Don’t go changing

When I was a teenager, I thought about this often. My father died when I was eight, and so in the chaos of my home life after that, I would daydream about what things would have been like. I’ve mused about that one often, turning it over in my head, especially as I’ve gotten older and learned more about my father and more about the world in general.

And then later, I was full of regrets about dumb things I had done, ways I had behaved poorly to others, and so forth.

I’m trying to remember what specific event triggered it, but at some point in college I decided that it was worthless to regret past choices. I want to say that it was related to the long-term drama of my friendship with K. Something about realizing that even really shitty times contributed to things that turned out pretty good, considering. (Oh, that’s not vague AT ALL.) And in fact, that long-term drama is probably my personal touchstone for “that thing that you thought you understood? nope, it’s going to be different than that.” (Which reminds me that I need to figure out a present for a great kid’s 13th (!!!!) birthday.)

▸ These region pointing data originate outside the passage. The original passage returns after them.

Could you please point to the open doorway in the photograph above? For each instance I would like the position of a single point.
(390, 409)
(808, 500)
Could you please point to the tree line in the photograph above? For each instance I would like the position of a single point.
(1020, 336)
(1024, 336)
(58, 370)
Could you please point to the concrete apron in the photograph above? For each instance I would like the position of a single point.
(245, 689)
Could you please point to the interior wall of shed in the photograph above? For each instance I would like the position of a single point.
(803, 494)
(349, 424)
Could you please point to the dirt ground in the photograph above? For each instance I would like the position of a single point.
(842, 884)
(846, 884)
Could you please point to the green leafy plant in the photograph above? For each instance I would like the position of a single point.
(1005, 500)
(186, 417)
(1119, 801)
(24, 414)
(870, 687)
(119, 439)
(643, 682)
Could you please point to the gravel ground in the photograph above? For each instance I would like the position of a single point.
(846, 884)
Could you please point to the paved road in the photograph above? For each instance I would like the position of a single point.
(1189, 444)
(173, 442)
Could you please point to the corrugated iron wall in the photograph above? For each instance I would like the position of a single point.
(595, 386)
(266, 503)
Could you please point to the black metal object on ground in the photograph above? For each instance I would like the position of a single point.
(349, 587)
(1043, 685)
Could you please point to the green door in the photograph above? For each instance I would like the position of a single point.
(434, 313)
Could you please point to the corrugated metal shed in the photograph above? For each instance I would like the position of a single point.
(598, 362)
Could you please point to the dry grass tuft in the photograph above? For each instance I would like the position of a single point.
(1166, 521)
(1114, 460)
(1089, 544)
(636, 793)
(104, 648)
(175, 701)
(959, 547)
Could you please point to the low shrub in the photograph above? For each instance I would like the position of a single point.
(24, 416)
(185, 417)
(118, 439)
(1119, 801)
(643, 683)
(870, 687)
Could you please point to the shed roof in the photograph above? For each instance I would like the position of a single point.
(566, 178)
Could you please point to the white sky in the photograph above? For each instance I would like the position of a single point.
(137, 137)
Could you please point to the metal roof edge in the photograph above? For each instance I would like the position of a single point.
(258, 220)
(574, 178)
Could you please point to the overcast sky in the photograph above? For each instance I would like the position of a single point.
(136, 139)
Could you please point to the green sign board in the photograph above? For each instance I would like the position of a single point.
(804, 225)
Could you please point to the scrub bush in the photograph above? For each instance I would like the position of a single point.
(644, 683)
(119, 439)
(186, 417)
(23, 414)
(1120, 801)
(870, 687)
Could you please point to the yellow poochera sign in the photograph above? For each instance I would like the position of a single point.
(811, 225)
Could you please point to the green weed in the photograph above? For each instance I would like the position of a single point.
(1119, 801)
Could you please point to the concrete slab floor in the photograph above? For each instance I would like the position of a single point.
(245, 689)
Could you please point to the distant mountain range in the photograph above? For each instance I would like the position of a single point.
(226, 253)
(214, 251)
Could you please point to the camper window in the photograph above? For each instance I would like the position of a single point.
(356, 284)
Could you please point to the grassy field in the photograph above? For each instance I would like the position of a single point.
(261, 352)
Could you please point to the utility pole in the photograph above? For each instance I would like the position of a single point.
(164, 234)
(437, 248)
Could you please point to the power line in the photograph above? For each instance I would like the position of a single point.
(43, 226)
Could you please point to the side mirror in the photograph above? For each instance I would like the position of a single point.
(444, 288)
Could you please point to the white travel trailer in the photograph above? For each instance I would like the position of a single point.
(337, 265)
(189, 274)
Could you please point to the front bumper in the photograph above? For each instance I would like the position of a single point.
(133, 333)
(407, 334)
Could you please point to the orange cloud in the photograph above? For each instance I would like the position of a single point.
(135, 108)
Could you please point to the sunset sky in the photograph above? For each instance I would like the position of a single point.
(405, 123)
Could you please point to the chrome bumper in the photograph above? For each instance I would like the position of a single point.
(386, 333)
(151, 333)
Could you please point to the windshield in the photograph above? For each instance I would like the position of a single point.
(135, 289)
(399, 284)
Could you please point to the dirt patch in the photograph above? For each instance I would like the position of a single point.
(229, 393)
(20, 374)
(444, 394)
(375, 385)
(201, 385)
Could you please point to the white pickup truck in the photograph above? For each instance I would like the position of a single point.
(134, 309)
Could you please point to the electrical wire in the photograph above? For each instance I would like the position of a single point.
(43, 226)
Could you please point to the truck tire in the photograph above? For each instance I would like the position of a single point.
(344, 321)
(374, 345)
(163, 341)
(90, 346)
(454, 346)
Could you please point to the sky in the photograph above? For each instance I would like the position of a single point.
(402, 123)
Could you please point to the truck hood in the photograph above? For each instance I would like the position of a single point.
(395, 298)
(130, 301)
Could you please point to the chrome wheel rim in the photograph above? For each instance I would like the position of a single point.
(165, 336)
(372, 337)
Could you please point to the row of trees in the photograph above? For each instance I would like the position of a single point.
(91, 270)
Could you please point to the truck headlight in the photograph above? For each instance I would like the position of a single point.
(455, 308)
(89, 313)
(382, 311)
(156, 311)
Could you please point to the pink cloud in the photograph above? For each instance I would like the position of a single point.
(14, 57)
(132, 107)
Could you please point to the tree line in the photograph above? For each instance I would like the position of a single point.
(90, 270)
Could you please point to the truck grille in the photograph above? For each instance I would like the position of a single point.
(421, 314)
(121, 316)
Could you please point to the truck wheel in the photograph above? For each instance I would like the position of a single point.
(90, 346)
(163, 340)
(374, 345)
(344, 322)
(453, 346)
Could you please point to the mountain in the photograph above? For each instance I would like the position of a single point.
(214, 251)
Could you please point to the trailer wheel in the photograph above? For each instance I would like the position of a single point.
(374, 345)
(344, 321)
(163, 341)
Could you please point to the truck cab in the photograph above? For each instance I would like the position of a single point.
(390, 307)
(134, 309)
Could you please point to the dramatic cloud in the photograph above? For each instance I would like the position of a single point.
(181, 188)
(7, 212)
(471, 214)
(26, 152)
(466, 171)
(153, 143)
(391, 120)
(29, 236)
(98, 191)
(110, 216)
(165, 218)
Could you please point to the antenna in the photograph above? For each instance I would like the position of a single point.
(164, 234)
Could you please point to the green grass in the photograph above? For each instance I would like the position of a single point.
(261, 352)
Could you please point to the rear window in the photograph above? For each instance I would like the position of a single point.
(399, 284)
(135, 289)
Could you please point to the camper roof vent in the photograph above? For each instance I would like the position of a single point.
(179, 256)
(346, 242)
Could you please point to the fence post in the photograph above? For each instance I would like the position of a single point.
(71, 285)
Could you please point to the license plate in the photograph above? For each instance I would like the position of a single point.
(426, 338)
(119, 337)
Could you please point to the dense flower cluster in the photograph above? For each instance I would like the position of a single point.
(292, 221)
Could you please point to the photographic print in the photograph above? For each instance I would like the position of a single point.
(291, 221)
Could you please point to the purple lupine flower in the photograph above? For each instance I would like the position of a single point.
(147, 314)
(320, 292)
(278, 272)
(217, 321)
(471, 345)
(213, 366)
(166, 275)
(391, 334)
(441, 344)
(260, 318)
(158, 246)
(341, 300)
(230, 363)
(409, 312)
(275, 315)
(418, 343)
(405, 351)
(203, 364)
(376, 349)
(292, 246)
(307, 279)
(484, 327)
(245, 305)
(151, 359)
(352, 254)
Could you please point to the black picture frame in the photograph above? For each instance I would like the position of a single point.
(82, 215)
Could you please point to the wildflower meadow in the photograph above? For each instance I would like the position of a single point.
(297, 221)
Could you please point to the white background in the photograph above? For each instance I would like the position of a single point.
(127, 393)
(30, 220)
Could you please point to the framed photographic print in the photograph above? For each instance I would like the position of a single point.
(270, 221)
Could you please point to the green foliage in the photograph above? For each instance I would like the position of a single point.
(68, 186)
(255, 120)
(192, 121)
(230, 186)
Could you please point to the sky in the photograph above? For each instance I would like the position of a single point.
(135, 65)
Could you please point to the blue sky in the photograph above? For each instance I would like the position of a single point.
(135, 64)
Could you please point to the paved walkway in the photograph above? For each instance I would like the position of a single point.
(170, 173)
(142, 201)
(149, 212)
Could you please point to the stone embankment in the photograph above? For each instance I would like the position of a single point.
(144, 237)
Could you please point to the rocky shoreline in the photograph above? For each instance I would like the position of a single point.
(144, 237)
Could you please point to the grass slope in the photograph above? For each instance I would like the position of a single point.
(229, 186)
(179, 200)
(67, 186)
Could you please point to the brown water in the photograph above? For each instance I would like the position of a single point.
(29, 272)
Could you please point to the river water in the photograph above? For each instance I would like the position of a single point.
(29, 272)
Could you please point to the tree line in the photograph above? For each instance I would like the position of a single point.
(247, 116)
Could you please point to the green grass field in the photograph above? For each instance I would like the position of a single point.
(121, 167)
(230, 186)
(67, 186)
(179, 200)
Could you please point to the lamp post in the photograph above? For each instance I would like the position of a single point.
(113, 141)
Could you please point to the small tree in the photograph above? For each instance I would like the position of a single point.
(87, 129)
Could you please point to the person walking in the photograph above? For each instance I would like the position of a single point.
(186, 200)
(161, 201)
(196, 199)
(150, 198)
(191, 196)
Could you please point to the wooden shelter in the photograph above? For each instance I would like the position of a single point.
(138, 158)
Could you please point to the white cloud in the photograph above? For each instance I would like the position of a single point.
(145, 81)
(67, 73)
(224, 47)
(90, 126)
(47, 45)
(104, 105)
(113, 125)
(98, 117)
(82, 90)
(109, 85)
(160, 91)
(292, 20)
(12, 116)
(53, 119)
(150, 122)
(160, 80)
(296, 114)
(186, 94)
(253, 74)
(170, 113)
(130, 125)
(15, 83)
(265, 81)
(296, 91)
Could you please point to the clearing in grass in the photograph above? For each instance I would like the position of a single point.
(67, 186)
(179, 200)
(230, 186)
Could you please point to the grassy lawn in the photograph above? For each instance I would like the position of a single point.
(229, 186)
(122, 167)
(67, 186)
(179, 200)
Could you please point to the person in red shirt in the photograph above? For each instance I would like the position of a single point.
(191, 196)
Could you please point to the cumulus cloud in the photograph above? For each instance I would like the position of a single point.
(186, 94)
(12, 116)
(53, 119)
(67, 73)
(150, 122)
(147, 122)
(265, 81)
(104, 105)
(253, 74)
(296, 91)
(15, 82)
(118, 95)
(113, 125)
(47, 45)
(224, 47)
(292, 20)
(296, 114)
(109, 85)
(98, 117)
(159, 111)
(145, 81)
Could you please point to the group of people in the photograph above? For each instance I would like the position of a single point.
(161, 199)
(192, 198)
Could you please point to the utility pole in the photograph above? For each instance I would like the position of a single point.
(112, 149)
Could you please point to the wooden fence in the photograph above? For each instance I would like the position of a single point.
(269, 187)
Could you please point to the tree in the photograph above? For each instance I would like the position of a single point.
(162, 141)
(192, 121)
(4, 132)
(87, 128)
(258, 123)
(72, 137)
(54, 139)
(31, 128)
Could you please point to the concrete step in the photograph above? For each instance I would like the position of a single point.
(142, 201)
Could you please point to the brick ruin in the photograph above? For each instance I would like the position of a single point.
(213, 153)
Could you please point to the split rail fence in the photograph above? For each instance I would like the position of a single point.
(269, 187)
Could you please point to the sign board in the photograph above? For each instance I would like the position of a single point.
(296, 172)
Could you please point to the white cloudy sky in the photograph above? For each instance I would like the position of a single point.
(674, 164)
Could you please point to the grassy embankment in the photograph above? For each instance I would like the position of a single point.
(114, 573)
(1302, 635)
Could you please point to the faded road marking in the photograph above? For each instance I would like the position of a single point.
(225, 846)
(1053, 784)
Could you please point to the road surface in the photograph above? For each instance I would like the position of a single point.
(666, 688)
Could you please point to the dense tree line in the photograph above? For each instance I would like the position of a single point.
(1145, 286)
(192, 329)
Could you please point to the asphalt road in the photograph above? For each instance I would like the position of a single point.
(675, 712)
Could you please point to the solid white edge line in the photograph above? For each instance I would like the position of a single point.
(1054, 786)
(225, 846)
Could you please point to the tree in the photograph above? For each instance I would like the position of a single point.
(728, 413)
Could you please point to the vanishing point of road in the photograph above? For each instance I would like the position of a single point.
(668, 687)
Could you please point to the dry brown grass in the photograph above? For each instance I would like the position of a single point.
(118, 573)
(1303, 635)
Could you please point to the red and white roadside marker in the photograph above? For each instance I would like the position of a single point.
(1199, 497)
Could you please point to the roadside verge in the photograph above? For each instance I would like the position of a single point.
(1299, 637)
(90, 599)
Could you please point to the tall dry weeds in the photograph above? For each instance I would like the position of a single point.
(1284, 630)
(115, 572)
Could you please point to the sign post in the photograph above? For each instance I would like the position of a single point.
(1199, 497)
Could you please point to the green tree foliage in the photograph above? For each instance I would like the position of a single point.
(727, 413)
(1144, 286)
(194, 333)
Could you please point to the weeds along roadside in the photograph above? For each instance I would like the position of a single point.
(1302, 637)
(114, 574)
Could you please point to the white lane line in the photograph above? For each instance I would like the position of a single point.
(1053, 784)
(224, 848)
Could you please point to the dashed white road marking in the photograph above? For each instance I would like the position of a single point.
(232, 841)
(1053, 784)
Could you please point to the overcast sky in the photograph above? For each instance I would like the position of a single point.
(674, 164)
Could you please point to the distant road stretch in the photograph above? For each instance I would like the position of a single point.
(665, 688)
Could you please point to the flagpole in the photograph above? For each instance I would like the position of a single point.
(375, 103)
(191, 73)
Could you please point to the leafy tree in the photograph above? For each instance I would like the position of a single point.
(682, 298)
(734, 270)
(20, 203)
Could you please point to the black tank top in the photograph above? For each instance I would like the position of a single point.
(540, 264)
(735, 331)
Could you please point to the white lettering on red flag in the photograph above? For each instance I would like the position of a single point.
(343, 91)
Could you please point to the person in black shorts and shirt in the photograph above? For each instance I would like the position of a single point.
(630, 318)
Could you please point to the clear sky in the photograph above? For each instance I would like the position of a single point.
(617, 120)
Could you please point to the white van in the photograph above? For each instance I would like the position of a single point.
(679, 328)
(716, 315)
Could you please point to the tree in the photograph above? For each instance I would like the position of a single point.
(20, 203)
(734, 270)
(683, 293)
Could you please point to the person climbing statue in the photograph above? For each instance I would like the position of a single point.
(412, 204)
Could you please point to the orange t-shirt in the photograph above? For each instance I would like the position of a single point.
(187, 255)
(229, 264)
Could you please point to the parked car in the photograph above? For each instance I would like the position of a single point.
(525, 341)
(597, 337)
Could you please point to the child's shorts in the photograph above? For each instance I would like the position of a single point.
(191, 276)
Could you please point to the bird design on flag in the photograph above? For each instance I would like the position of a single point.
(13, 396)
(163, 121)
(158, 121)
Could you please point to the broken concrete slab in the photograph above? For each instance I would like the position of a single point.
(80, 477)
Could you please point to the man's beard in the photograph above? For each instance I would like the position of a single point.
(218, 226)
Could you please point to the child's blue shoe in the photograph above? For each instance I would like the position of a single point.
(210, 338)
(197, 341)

With that went a decision that trying to work out alternate personal histories was an exercise in futility. Not that it’s not entertaining sometimes: I’m firmly convinced that there’s an alternate reality in which I am an adjunct English prof in Arizona or something. But it can also be wrenchingly painful, and quite possibly wrong.

Curiously enough, I tend to tie myself up in knots thinking about my personal politics of all things, when musing about “if Dad hadn’t died.” I’m pretty lefty, and not just with my handwriting. Dad, on the other hand, was not just 20 years Air Force, but according to other family members, fairly conservative. (He converted TO Catholicism, although I’m not entirely sure of the circumstances. And an uncle told me several years ago that he was passionate about utility deregulation. I’ve occasionally wondered what he would have thought of Enron.) On top of that, he and Mom always disagreed about politics, to the point that they had an agreement not to talk about politics at all.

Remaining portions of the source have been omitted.